The Netherlands is a country which is often integrated in international tax structures, mostly due to its advantageous tax regime, overall beneficial tax treaties and its well organised / reliable infrastructure. Often these tax structures are set up for holding and/or finance activities between related parties. During the years a lot of corporate income tax legislation, policy and case law has been published with regard to the deductibility of interest for Dutch tax purposes. In some cases certain ‘loans’, which were labelled as such by the tax payer, have been succesfully requalified by the Dutch tax authorities as being capital.

Furthermore as of the year 2004 the so called ‘thin capitalisation (thin cap)’ rules have been taken up in the Dutch corporate income tax legislation. If these Thin cap rules are applicable, they could lead to a situation in which part of the payable interest to related parties is non tax deductible due to the applicable debt to equity ratio (1/3 -/- € 500,000). This thin cap legislation unfortunately will, in certain situations, lead to overkill. However if structured carefully these thin cap rules could in most cases (partially) be avoided. As part of the tax plans for 2013, launched on September 18th 2012, the Dutch government is planning to abolish the thin cap legislation as per the year 2013.

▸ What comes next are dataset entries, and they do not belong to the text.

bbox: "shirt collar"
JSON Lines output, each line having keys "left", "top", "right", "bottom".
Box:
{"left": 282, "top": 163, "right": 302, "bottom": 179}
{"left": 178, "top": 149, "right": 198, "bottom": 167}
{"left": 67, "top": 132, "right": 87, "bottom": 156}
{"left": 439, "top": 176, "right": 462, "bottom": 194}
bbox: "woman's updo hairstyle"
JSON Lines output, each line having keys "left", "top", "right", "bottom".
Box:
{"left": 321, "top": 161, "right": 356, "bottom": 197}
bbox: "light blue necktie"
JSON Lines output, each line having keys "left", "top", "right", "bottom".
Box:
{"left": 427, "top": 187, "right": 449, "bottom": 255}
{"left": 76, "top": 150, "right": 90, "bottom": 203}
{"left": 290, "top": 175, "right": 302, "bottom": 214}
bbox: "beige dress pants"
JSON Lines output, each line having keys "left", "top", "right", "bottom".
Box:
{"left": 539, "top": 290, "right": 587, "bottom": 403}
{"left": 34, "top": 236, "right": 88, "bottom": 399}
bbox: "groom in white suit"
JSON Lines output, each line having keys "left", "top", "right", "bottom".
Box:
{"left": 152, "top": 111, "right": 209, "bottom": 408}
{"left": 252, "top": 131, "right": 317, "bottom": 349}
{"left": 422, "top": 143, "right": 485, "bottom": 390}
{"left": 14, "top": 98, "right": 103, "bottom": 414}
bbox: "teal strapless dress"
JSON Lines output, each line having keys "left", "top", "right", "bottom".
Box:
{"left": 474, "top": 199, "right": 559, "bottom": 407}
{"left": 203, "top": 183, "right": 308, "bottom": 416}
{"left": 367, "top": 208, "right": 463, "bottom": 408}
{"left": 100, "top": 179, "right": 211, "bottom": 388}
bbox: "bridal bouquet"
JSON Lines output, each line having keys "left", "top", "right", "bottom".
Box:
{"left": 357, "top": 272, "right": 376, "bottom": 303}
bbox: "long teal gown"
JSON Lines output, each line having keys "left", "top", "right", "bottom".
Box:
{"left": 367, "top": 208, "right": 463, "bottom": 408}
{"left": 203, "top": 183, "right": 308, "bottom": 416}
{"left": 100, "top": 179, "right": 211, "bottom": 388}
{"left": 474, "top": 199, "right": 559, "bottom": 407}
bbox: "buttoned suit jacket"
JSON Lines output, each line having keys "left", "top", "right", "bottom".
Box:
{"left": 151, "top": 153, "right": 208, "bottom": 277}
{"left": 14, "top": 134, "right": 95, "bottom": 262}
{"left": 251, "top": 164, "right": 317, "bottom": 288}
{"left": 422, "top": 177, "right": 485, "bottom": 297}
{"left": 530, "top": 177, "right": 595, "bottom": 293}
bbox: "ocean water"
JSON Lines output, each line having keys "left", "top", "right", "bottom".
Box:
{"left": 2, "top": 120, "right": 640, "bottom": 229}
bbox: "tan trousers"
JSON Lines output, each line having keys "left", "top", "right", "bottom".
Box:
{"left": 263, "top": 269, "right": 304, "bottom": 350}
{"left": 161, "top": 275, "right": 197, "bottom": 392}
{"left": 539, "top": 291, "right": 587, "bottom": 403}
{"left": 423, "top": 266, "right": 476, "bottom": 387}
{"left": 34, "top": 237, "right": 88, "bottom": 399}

Recently the Supreme tax court has given some guidelines on the latest addition to tax deduction restricted loans, the so called ‘non businesslike loan (onzakelijke lening)’. Although a non businesslike loan is still considered to be a loan for tax purposes, it is not possible to write down such a loan by the creditor for tax purposes. The interest on a non businesslike loan will in principle remain deductible, all be it only at a ‘normalised’ percentage.

The check whether it regards a non businesslike loan is to be in principle (retroactively) made on the moment this loan was first granted. If the loan is qualified as non businesslike, it is possible to adjust its conditions at arm’s length, e.g. increasing/decreasing the interest percentage to a businesslike standard. The height of this businesslike interest percentage is however maximized. For example if an interest percentage of 35% is required to make the loan businesslike, it would still not be considered businesslike as it tends to be profit sharing (capital).

In short a non businesslike loan will in principle exist when no other third party creditor would have granted the loan at a businesslike interest percentage, e.g. due to the fact the debtor (shell company) can not give any security and does not hold sufficient assets. As mentioned above, in case the loan is qualified as a non businesslike loan the interest will be normalised. With normalised the supreme court means the renumeration the debtor would have paid to a third party when the related party (the creditor) would have been the guarantor for this third party.

The abovementione case law on the non businesslike loan also applies on comparable situations for the Dutch personal income tax. It may lead to serious overkill in certain specific situations in the personal income tax.

This case law on the non businesslike loans (onzakelijke lening) is fairly recent. This means some aspects remain unclear, although in the literature it has been discussed at some length by now. Also new case law on this subject is published frequently and will be for some time. The tax authorities have stated they welcome requests for certainty upfront, which is of importance as the moment the loan is closed is leading.